Decide Whether Rover Lives or Dies in the Surprisingly Clever “Animal Inspector”
The signs were clear; everyone tried to warn us. Whether it was our friendly game show host Bob Barker telling us to neuter our pets, or Mickey Rourke telling us to “have the cojones” to fix our dog. Overpopulation of pets has been a problem in the U.S., but in the world of Animal Inspector it is a problem that is easily fixed with a stamp.

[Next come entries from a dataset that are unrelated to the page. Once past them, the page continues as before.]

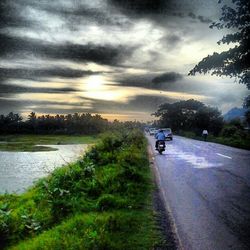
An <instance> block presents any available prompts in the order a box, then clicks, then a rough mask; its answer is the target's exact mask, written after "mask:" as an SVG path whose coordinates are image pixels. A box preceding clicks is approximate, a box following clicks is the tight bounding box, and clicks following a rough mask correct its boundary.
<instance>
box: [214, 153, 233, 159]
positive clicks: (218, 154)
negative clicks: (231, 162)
mask: <svg viewBox="0 0 250 250" xmlns="http://www.w3.org/2000/svg"><path fill="white" fill-rule="evenodd" d="M216 154H217V155H219V156H222V157H225V158H228V159H232V157H230V156H227V155H222V154H220V153H216Z"/></svg>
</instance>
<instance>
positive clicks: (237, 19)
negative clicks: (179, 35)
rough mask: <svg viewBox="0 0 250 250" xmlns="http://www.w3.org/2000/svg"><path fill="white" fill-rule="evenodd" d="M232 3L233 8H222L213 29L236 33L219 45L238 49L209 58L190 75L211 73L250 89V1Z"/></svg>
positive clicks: (228, 34)
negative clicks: (233, 46) (225, 44)
mask: <svg viewBox="0 0 250 250" xmlns="http://www.w3.org/2000/svg"><path fill="white" fill-rule="evenodd" d="M222 2H223V0H219V3H222ZM232 3H233V5H232V6H231V5H230V6H228V5H224V6H223V7H222V14H221V18H220V20H219V22H214V23H213V24H212V25H211V26H210V27H211V28H214V27H215V28H218V29H230V30H235V32H234V33H230V34H227V35H225V36H224V37H223V38H222V39H221V40H220V41H218V44H219V45H220V44H235V46H234V47H233V48H230V49H229V50H227V51H224V52H221V53H216V52H214V53H213V55H208V56H207V57H205V58H204V59H202V61H200V62H199V63H198V64H197V65H196V66H195V67H194V68H193V69H192V70H191V71H190V72H189V74H190V75H195V74H196V73H208V72H212V74H214V75H217V76H229V77H236V78H239V82H240V83H243V84H246V86H247V88H248V89H250V72H249V64H250V49H249V44H250V35H249V34H250V1H249V0H232Z"/></svg>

Welcome to your first day as an animal inspector! The institution was started for the surveillance of domestic pets in homes because it is much easier to remove animals in an isolated environment. Many of us love pets though, and we would hate to see them taken away. That’s where the new jobs comes into play. As the main character, you have a dog who has been with you through thick and thin, and the only way to make sure your pal isn’t taken away is to slip into the system. So, it becomes your job to rummage through inspection cards and determine if the pets are worthy to continue their loyal lives or if they would be better off in “the cages.”
The way that players handle each card is where the fun of the game comes into play. I promise, this game about sovereignty over animal lives is actually really fun. Working at the Animal Inspection Agency means that there are co-workers to interact with. Life does not revolve around stamping cards the entire time. There are dialogue options that players have between three characters: Martha, Alan and your boss. While they are mostly innocent, the friendship between these characters can change depending on what commitments you make. During the first time I played the game I decided to be a real quack, so I told Martha I would never reject a cat. I lied, though. I made sure that every cat that came through I sent to the cages. Each time I did it she was not very pleased, and by the end we could not be considered friends.
Each card must also be marked. To my surprise this is something that is actually checked pretty carefully throughout the game. There are many times where my boss would bring me aside and mention something that I did, that I had not even noticed. For instance, in my second time playing I made sure that every cat was accepted and I just left in the comments:”Is a cat.” My boss was not pleased.
It is rare for a game to actually produce audible laughter from the player, and I don’t mean the breathing harder through your nostrils kind of way. Despite Animal Inspector’s dark topic, it will leave you delightfully surprised after each work day. It only runs at about 30 minutes and the developer released it as PWYW on their itch.io page.